1979 Clénet Series I roadster

Clénet Coachworks, Inc., was formed by Alain Clénet and investors in 1975. Originally started in a garage, the company was moved into an airplane hangar where an assembly line style of production was begun, later to be reborn in a "high tech" facility in Goleta, California (just north of Santa Barbara) where production of Series II continued until the company ran into financial difficulties in 1980, ceased production, and Alain Clénet filed for bankruptcy. The remaining bodies, tooling and equipment went up for auction.

Clénet's first car was, logically enough, called the Series I. It was a roadster, and a 1930's style. This was then replaced by the heavier-looking Series II in 1979.

Clenét Series II

A total of 250 factory authorized, Clénet Series I, 187 Series II, 65 Series III, and 15 Series IV cars were produced by Clenet Coachworks, Inc. Clénets sold for around US$100,000 in the 1970s. Recently Clénets in excellent or new condition with no mileage have sold for US$100,000 to $150,000. The Black Book CPI Collectible Value Guide currently shows the current value of Series I cars at roughly $30,000 in excellent condition, with the values of later cars at roughly $37,500.
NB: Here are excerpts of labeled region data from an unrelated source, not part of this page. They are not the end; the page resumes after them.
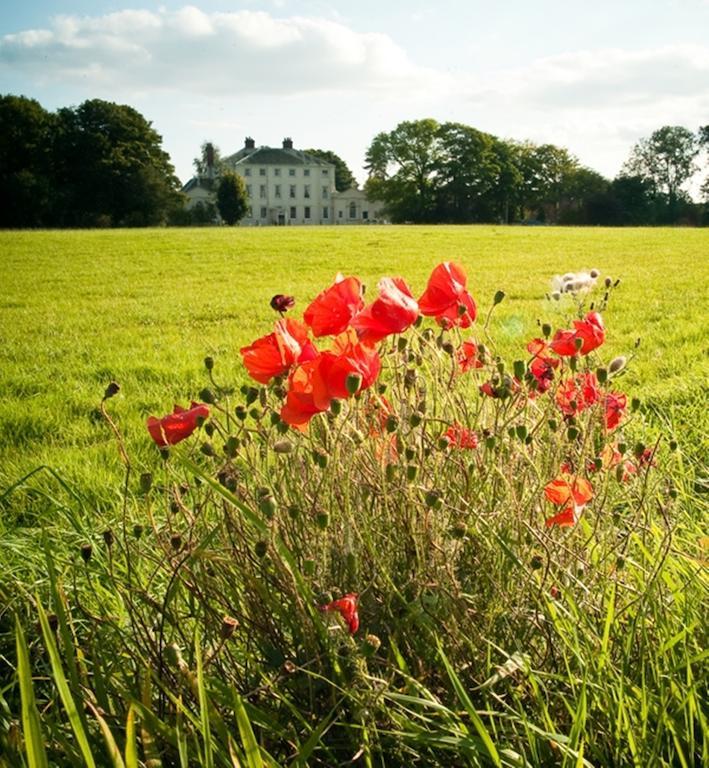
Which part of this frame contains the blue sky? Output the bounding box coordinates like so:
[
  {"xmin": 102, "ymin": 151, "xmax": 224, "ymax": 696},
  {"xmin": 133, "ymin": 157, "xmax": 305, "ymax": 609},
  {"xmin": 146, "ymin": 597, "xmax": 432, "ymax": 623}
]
[{"xmin": 0, "ymin": 0, "xmax": 709, "ymax": 187}]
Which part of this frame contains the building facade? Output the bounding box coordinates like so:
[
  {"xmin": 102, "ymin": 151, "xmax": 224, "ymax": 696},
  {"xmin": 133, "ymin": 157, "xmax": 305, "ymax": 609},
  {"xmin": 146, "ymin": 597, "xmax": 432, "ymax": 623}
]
[{"xmin": 182, "ymin": 137, "xmax": 383, "ymax": 226}]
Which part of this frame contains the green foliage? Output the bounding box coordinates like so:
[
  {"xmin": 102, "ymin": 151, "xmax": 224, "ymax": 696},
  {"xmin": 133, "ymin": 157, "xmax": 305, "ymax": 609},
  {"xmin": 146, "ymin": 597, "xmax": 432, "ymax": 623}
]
[
  {"xmin": 305, "ymin": 149, "xmax": 357, "ymax": 192},
  {"xmin": 0, "ymin": 96, "xmax": 182, "ymax": 227},
  {"xmin": 217, "ymin": 171, "xmax": 249, "ymax": 226}
]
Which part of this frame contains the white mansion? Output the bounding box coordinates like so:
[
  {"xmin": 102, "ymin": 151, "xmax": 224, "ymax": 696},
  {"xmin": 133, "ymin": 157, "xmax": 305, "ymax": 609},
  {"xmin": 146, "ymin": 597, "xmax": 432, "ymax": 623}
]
[{"xmin": 182, "ymin": 138, "xmax": 384, "ymax": 226}]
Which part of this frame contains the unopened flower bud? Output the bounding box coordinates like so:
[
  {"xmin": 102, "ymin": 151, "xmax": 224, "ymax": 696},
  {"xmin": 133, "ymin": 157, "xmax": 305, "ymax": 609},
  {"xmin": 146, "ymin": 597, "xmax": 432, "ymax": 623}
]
[
  {"xmin": 219, "ymin": 616, "xmax": 239, "ymax": 640},
  {"xmin": 103, "ymin": 381, "xmax": 121, "ymax": 400},
  {"xmin": 345, "ymin": 373, "xmax": 362, "ymax": 395},
  {"xmin": 608, "ymin": 355, "xmax": 628, "ymax": 373}
]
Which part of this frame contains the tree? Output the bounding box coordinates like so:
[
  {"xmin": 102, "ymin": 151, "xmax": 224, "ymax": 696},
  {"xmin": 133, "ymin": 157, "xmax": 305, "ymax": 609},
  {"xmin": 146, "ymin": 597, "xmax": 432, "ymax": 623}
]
[
  {"xmin": 365, "ymin": 118, "xmax": 442, "ymax": 223},
  {"xmin": 54, "ymin": 99, "xmax": 181, "ymax": 226},
  {"xmin": 0, "ymin": 95, "xmax": 55, "ymax": 227},
  {"xmin": 217, "ymin": 171, "xmax": 248, "ymax": 226},
  {"xmin": 305, "ymin": 149, "xmax": 357, "ymax": 192},
  {"xmin": 624, "ymin": 125, "xmax": 699, "ymax": 223}
]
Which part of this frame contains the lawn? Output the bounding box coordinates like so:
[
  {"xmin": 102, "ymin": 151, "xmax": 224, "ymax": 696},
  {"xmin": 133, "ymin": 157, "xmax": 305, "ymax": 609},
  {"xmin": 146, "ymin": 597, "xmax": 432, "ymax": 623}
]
[{"xmin": 0, "ymin": 227, "xmax": 709, "ymax": 768}]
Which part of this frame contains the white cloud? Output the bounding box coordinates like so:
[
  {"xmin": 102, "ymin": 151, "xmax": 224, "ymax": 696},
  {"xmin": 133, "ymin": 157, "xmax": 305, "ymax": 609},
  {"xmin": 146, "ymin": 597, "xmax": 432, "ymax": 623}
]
[{"xmin": 0, "ymin": 6, "xmax": 445, "ymax": 96}]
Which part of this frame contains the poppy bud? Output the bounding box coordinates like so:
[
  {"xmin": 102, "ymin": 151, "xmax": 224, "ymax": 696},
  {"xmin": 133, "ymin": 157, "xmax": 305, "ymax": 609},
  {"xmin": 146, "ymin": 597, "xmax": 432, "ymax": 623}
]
[
  {"xmin": 345, "ymin": 373, "xmax": 362, "ymax": 395},
  {"xmin": 362, "ymin": 635, "xmax": 382, "ymax": 658},
  {"xmin": 259, "ymin": 494, "xmax": 276, "ymax": 520},
  {"xmin": 271, "ymin": 293, "xmax": 295, "ymax": 312},
  {"xmin": 608, "ymin": 355, "xmax": 627, "ymax": 373},
  {"xmin": 103, "ymin": 381, "xmax": 121, "ymax": 400},
  {"xmin": 219, "ymin": 616, "xmax": 239, "ymax": 640}
]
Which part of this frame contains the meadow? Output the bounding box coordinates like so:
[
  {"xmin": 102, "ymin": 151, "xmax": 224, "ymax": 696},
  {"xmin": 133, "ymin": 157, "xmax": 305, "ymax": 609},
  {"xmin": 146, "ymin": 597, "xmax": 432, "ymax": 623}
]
[{"xmin": 0, "ymin": 226, "xmax": 709, "ymax": 766}]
Sir Alfred J. DiMora purchased of the assets of Clénet Coachworks, Inc., and revived Clénet and moved the company to a new production factory in Carpinteria, California. He re-established the production of the automobile to the same standards of the original, employing many of the original craftsmen from the first Clénet company. Production resumed on the two series of Clénets started at the Goleta facility. Later the Series IV and Series V was added to the line of Clénets. Clénet Coachworks automobiles offered such features as Italian walnut burl dashboards and etched glass accented by Waterford crystal ashtrays which brought many Clénet models in at over $100,000. Buyers included Farrah Fawcett, Rod Stewart, Ken Norton, Sylvester Stallone and King Hussein of Jordan. Clénets were called "Drive Art" by Automotive Age and the "American Rolls-Royce" by Fortune.


DiMora's new Clénet was selected as the Official Centennial Car in 1986, the year that President Ronald Reagan declared the Centennial Year of the Gasoline-Powered Automobile. As a result, DiMora was honored at the Automotive Hall of Fame in Michigan. DiMora was also honored with a "Golden Palm Star", part of the Palm Springs Walk of Stars, in 2009.[1][2]

In popular culture[edit]

Clénet appeared in media during the 1980's as a symbol of wealth and sophistication. Spoilt young heiress Fallon Carrington drove a Clénet during the first two seasons of soap opera Dynasty in 1981-1982. Pamela Barnes Ewing's love interest and brief fiancé, suave man-of-the-world playboy Mark Graison, drove a Clénet Series I throughout the seventh and ninth seasons of Dallas in 1983-1986.